El teléfono sonó en casa de
Samanta. Ella descolgó rápido porque esperaba ansiosa la llamada.
–¿Cristina?
–Sí, soy yo.
–¿Qué tal tu cita con Luis?
Cuenta, cuenta… –dice mientras coge una posición más cómoda.
–Genial, tía.
–¿Qué paso? ¿A dónde fuisteis?
–La verdad que la cosa empezó
regular. Fuimos al centro comercial y allí, claro, hay aparcamiento subterráneo
y es un aparcamiento que está muy bien hecho con los espacios grandes. Hombre,
lo hizo muy bien, todo hay que reconocerlo pero la dificultad era mínima.

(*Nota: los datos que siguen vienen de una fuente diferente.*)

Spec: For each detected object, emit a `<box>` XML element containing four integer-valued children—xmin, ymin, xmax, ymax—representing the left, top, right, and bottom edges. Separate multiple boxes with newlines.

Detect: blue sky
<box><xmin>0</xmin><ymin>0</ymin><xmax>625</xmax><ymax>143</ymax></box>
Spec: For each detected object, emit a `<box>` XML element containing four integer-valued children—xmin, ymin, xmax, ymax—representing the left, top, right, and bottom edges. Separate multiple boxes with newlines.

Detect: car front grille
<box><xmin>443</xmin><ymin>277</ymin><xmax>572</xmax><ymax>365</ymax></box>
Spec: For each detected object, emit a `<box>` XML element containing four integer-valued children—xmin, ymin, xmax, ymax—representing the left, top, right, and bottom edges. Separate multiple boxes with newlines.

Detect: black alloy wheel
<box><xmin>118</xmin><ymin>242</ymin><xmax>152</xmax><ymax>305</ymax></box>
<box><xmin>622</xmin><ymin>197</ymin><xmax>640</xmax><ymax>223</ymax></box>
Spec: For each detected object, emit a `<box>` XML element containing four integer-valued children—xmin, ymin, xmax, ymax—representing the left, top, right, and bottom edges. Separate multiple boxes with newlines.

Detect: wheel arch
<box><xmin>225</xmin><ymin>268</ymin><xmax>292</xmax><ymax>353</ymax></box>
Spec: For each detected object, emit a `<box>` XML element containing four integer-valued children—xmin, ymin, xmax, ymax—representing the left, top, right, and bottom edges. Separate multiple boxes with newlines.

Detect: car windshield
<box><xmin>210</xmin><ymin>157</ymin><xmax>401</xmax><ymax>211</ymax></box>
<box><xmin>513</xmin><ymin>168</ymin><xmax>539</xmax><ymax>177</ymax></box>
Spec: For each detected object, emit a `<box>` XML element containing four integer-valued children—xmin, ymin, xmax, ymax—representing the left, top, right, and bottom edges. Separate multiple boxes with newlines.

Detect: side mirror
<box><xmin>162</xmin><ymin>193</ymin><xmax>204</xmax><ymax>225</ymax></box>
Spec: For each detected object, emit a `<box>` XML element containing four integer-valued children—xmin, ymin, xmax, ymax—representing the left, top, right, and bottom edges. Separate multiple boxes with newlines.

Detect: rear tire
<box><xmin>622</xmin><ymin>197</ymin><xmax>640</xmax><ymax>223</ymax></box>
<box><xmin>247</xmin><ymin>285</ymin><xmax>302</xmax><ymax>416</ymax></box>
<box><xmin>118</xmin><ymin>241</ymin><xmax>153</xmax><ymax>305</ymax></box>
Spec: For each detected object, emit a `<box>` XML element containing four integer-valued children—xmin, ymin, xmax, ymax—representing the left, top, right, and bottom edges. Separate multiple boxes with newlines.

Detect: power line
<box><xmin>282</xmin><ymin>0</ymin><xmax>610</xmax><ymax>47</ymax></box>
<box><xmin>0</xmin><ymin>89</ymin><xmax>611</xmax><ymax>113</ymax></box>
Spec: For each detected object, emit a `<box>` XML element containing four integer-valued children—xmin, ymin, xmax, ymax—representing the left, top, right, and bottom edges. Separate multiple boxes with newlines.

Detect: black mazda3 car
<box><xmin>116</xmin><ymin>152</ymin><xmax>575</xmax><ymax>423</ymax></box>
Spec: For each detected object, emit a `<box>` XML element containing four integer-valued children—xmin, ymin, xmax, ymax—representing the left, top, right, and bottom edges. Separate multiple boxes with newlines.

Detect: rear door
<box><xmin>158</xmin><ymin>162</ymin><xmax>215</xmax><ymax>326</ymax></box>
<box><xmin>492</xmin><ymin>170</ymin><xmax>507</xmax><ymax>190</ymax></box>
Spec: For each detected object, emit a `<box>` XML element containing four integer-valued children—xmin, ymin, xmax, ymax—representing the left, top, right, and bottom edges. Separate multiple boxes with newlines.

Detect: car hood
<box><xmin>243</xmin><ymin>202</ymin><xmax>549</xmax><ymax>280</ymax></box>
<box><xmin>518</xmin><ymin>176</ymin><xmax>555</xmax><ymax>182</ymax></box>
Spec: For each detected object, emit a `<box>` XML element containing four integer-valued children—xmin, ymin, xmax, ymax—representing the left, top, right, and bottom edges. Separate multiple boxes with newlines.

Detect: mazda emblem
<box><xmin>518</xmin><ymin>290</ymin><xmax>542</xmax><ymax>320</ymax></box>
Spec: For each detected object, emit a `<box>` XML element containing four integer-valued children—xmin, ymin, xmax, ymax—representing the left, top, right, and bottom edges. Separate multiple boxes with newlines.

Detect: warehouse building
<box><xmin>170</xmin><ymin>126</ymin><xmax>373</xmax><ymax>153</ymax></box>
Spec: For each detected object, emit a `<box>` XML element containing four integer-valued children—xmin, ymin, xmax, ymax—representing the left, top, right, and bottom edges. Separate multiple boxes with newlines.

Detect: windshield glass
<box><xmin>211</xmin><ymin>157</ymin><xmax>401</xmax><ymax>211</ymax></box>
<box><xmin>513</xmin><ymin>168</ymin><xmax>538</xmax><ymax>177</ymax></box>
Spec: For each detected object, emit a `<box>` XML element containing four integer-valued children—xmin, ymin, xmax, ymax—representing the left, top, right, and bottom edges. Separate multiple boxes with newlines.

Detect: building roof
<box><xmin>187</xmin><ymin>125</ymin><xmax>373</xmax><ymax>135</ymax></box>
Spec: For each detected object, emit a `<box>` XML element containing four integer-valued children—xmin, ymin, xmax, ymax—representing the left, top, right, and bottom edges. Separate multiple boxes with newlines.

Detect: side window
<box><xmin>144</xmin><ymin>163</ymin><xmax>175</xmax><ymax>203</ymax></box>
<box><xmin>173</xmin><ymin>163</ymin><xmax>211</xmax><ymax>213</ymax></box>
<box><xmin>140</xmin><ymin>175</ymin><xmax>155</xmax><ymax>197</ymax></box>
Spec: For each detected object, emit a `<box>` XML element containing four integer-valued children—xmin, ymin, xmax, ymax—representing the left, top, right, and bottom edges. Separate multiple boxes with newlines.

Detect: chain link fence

–Vaya, tía. ¿Pero luego la cosa
mejoró?
–Que si mejoró… Me llevó luego a
la zona de bares.
–¿Y dónde aparcó?
–En la misma calle principal.
–¿En serio? –preguntó Samanta que
cada vez se sentía más caliente.
–En serio. Y tú bien sabes que yo
siempre he dicho que a mí el tamaño no me importa pero el sitio era
superpequeño y su coche un Toyota de estos grandes.
–Uff, tía… Sigue contando –suplicó
Samanta mientras jugaba con uno de sus pezones.
–Pues a la primera, casi no tuvo
que maniobrar.
–Dios…
–No sabes cómo me puso.
–Me lo imagino –contestó Samanta
llevando la mano libre a su entrepierna.
–Tía te tengo que dejar que está
a punto de llegar para llevarme para intentar aparcar por el centro en plena
hora punta.
–Joder tía, Luis es un máquina.
Pero ten cuidado que van muchas detrás suya.
–Normal, dice que es capaz de
aparcar a dos ruedas…
Tras colgar, Samanta se levantó
del sofá y se acercó al balcón para observar su calle. Vio como un pequeño Renault
entraba con la más que posible intención de buscar aparcamiento, pero se sintió
decepcionada cuando el muy degenerado lo dejó en segunda fila.